Friday, Jul. 03, 1964
Paris in the Fall
WITCHES' SABBATH by Maurice Sachs. 315 pages. Stein & Day. $7.50.
Maurice Sachs enjoys a curious underground notoriety in the French literary world. Although he died young (at 36, in 1943) and wrote little--a number of moderately successful plays and several volumes of middling poetry--he knew most of the Parisian literary lights of the late '20s and early '30s and became, by his own testimony, "an ear into which they dropped their most private avowals." More important, he recorded some of those avowals in his autobiography, which he called his "moral memo" to the world. Published posthumously in France in 1946 and now translated into English for the first time, Witches' Sabbath is a bizarre compound of self-pity, fantasy and braggadocio, relieved by occasional passages of honest self-appraisal and sound literary sense. It constitutes, as one French literary critic put it, an anecdotal "chronique scandaleuse" of Sachs's own place and time.

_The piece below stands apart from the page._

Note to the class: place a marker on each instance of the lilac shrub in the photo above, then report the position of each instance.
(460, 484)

Sacred Bodies. Born into a family of wealthy Jewish diamond merchants, Sachs adopted the complete works of the Marquis de Sade as "the bible of my early youth." Armed with that perverse testament, he descended on Paris intent on a literary career. It was a time, Sachs recalls, when young men like himself sat on bar stools at Le Boeuf sur le Toit eying the great--Picasso, Cocteau, Milhaud, Satie, Radiguet--like "some Chinese under the Empire viewing the Emperor's sacred Body." Sachs got to know most of the sacred bodies. Cocteau gave him some secretarial work to do, and he repaid his benefactor by painting him as a kind of cultural public-relations man who took the "rediscovered imagery" of "tough, miserable men" like Apollinaire and Max Jacob and "vulgarized the knowledge of it." Andre Malraux, too, "was something of the charlatan," but Gide was the wholly incorruptible artist, a man with a face that "no fattening passion burdened" and with lips "straight as those of someone who has never lied."

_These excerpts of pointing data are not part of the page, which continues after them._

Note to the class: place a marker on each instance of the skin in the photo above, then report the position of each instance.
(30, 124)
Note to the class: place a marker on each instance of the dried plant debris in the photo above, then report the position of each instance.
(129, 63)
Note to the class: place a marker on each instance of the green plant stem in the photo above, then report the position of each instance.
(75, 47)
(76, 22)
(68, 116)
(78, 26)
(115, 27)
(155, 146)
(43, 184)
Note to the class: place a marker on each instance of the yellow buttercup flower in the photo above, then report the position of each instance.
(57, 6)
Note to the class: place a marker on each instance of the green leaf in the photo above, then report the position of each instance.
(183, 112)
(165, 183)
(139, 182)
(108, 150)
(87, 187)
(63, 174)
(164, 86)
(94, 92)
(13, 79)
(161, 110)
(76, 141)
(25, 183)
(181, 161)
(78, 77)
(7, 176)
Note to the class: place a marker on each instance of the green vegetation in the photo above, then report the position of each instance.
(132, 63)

Although Sachs never knew Proust, he knew several of his homosexual servants, including one who ran a house of male prostitution originally financed by the novelist. From the servants' recollections, Sachs draws a picture of "an unknown Marcel Proust of the great, terrible depths," whose sadism led him to butcher shops where he watched calves being slaughtered and who once had a rat brought to him so that he could stab it to death with a hatpin. Proust, says Sachs, was "a kind of monster child, whose mind had all the experiences of a man, and whose soul was ten years old."

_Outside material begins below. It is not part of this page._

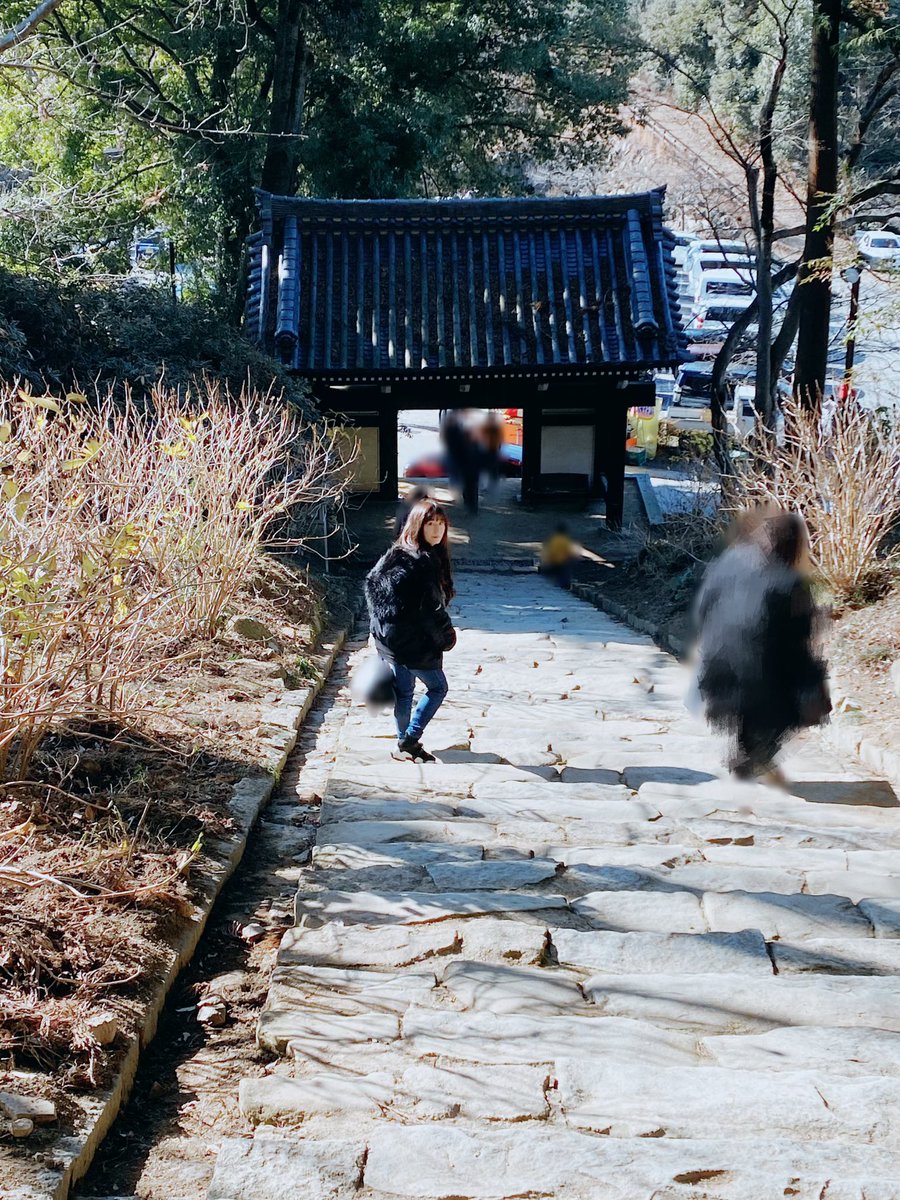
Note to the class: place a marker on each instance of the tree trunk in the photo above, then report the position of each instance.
(815, 277)
(292, 64)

Too Much Dung. The description will do for Sachs himself. At one time or another he was a prominent editor, a leading art dealer, a playwright and producer. But he was also consumed with self-loathing--and with sufficient reason ("I always," he writes, "had a little too much dung on my soul"). He drank prodigiously (he could down a full bottle of whisky before breakfast), swindled his friends indiscriminately, and records with obvious relish how he gulled the daughter of a Presbyterian minister into a marriage of convenience only to desert her two months later for a homosexual alliance with a boy he met in California. A collaborator with the Germans after the fall of France, he became a nightclub manager in Hamburg's notorious St. Pauli district and apparently died in Germany after he was arrested for black-marketeering.
Cocteau, shortly after he met Sachs, made what was perhaps the kindest judgment of him. He was, he said, "a deep-sea fish, luminous but blind."